Padres Like Everything About Ryan Weathers

Loretto High lefthander Ryan Weathers was still sitting 94-95 mph in the ninth inning of the Tennessee high school state championship game. His team lost 1-0, but Weathers did his part by striking out 11, walking one and surrendering five hits in 12 innings.

Yet it was something that Weathers told his father weeks later that confirmed he was ready to begin a pro career.

His father is Loretto pitching coach and 19-year big league veteran David Weathers, who called for the squeeze play that ended up costing the team the game. The younger Weathers pleaded with his father to “let it go.”

David Weathers smiled as he recounted the exchange after watching his son, the No. 7 overall draft pick this year, address the San Diego media for the first time after signing for $5.23 million on July 1. The lesson at heart was one that David didn’t learn until his mid- to late 20s.

“At this level, the separator is above the shoulders,” David Weathers said. “. . . I’ve always preached to him that you’ve got to absolutely let your mind for the game and your confidence and your convictions be above your physical talent.”

Indeed, Ryan Weathers’ physical talent is considerable.

Weathers piled up 148 strikeouts in 76 innings and recorded a 0.09 ERA as a high school senior to claim the Gatorade national baseball player of the year.
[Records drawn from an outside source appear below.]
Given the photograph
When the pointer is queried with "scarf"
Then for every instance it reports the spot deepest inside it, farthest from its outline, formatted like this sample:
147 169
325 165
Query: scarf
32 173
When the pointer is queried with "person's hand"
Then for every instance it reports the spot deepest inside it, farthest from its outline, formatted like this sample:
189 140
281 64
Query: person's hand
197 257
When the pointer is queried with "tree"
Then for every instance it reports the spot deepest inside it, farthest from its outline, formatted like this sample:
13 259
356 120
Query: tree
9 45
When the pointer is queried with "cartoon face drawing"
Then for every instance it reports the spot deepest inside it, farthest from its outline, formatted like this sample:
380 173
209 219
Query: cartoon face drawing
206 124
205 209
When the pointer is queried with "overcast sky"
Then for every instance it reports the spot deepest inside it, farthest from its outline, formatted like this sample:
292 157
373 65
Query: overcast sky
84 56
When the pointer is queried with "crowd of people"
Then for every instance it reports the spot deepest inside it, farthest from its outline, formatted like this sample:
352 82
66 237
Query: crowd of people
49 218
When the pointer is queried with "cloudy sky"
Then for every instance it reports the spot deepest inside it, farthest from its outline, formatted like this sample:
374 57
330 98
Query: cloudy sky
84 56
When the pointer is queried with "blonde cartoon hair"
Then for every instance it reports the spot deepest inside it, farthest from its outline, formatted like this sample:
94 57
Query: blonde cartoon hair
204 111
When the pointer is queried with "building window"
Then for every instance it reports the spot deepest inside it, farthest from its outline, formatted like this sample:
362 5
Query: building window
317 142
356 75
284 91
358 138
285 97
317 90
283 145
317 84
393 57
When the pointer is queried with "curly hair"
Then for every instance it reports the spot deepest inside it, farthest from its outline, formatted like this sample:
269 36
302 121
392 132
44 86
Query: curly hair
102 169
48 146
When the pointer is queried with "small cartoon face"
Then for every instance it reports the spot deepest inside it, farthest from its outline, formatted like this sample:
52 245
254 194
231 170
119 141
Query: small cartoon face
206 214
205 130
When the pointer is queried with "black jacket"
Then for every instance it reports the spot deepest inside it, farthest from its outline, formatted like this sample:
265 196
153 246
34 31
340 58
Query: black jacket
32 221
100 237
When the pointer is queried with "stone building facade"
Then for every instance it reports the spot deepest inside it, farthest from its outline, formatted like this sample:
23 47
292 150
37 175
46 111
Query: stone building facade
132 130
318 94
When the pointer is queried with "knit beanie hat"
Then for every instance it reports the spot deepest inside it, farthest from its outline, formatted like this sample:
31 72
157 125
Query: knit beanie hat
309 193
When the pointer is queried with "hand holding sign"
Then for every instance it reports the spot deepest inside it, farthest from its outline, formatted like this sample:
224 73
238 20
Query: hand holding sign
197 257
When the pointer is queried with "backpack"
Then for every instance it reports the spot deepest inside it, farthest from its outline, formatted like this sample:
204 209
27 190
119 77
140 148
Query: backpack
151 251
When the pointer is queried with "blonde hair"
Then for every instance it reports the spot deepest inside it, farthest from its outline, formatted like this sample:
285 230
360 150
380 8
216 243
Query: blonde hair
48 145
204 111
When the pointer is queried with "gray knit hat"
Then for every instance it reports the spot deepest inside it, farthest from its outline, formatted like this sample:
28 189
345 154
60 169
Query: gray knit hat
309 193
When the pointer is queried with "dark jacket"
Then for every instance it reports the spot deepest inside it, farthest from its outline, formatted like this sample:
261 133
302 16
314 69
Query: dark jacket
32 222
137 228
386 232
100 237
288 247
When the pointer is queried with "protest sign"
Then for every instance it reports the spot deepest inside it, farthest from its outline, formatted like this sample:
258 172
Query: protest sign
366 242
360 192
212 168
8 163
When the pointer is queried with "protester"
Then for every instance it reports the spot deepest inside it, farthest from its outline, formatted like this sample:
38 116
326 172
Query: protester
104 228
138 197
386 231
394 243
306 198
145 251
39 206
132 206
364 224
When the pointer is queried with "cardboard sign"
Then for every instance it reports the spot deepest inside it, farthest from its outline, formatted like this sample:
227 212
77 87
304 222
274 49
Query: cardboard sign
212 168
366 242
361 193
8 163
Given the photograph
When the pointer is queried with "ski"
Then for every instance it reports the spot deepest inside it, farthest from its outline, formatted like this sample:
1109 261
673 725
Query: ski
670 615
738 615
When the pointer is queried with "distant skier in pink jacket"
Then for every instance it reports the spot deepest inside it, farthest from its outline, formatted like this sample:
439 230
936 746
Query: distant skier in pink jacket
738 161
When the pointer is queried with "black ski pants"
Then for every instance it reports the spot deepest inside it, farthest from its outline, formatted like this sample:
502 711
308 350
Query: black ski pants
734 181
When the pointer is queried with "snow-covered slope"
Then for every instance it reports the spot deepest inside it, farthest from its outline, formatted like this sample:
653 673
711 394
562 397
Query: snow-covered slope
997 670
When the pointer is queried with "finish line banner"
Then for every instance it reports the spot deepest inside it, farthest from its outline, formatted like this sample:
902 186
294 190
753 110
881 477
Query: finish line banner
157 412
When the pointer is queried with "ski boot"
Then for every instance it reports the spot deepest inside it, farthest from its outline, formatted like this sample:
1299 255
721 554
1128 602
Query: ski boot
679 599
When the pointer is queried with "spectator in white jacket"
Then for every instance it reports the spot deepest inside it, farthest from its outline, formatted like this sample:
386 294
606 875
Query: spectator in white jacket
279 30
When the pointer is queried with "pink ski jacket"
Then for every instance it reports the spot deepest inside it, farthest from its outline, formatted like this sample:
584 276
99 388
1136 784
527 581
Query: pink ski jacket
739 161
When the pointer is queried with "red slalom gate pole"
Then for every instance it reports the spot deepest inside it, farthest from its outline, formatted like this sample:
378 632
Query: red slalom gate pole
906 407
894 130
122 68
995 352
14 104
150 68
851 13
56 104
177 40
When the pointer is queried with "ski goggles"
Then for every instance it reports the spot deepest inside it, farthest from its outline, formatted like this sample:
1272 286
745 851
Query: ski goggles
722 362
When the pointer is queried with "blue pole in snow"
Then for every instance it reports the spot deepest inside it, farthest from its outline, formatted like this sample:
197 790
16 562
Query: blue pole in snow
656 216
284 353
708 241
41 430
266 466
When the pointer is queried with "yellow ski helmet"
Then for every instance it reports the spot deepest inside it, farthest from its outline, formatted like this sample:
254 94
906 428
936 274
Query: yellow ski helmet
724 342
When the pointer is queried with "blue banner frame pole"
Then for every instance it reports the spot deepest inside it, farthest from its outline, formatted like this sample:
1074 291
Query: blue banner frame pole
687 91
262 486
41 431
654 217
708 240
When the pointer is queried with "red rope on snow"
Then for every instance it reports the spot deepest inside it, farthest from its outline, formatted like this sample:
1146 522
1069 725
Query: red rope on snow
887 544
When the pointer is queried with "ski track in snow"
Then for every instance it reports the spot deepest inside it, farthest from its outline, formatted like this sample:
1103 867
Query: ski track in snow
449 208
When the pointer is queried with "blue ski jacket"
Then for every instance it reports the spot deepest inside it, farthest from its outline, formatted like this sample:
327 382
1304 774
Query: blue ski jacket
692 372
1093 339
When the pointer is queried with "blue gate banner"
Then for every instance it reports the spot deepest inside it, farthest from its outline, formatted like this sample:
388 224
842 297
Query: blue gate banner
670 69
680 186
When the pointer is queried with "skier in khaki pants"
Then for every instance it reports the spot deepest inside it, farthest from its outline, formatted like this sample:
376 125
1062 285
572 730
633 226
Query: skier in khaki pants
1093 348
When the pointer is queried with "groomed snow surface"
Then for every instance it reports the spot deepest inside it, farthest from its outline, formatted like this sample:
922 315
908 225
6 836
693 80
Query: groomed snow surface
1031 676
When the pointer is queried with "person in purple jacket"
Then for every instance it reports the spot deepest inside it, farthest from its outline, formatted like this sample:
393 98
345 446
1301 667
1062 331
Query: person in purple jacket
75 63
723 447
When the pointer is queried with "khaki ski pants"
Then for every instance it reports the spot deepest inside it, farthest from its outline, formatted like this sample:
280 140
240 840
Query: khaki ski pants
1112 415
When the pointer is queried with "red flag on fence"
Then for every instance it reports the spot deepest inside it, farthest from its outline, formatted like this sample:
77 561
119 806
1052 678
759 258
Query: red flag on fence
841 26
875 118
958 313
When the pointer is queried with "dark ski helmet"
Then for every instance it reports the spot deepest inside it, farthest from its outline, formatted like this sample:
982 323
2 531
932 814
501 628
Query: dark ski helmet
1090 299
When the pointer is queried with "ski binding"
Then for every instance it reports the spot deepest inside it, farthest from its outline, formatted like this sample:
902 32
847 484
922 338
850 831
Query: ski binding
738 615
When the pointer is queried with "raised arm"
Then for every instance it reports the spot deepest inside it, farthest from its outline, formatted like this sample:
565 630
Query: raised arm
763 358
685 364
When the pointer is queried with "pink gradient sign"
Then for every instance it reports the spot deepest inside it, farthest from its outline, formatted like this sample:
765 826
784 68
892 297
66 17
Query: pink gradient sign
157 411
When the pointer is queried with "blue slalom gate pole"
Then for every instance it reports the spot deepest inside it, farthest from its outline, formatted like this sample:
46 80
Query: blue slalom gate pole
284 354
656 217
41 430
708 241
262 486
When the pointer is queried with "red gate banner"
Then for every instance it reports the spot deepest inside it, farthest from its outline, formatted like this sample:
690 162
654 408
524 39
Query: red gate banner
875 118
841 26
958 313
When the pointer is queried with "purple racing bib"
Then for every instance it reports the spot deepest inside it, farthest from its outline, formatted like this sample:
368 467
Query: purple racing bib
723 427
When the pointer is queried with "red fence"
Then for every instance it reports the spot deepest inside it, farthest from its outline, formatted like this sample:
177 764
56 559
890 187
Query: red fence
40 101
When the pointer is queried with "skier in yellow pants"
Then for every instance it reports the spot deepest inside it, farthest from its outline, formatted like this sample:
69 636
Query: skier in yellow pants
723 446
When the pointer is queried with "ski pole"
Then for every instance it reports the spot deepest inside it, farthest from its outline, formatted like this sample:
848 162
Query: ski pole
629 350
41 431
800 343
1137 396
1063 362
He throws a heavy fastball, a 78-82 mph downward-biting slider and a low-80s changeup.

The Padres are counting on Weathers’ bloodlines and intangibles augmenting a left arm they expect to line up behind MacKenzie Gore, Adrian Morejon and Logan Allen in a system brimming in southpaw talent.

General manager A.J. Preller was among the baseball executives in the stands when Weathers nearly willed his high school team to the state championship. The fourth-year GM liked everything he saw that day.


“It was one of the better high school games you could see, honestly,” Preller said. “He showed us everything we had seen in scouting him over the last few years. In a big spot, a big moment, he was composed, competitive.”


** Double-A San Antonio shortstop Fernando Tatis Jr. had season-ending surgery in July after sustaining a broken left thumb and ligament damage while sliding head-first into second base. A recovery period of six to eight weeks should have him ready for winter ball in the Dominican Republic.

** Righthander Andres Munoz allowed his first two runs in his 11th Double-A appearance. The 19-year-old reliever had converted five out of six save opportunities.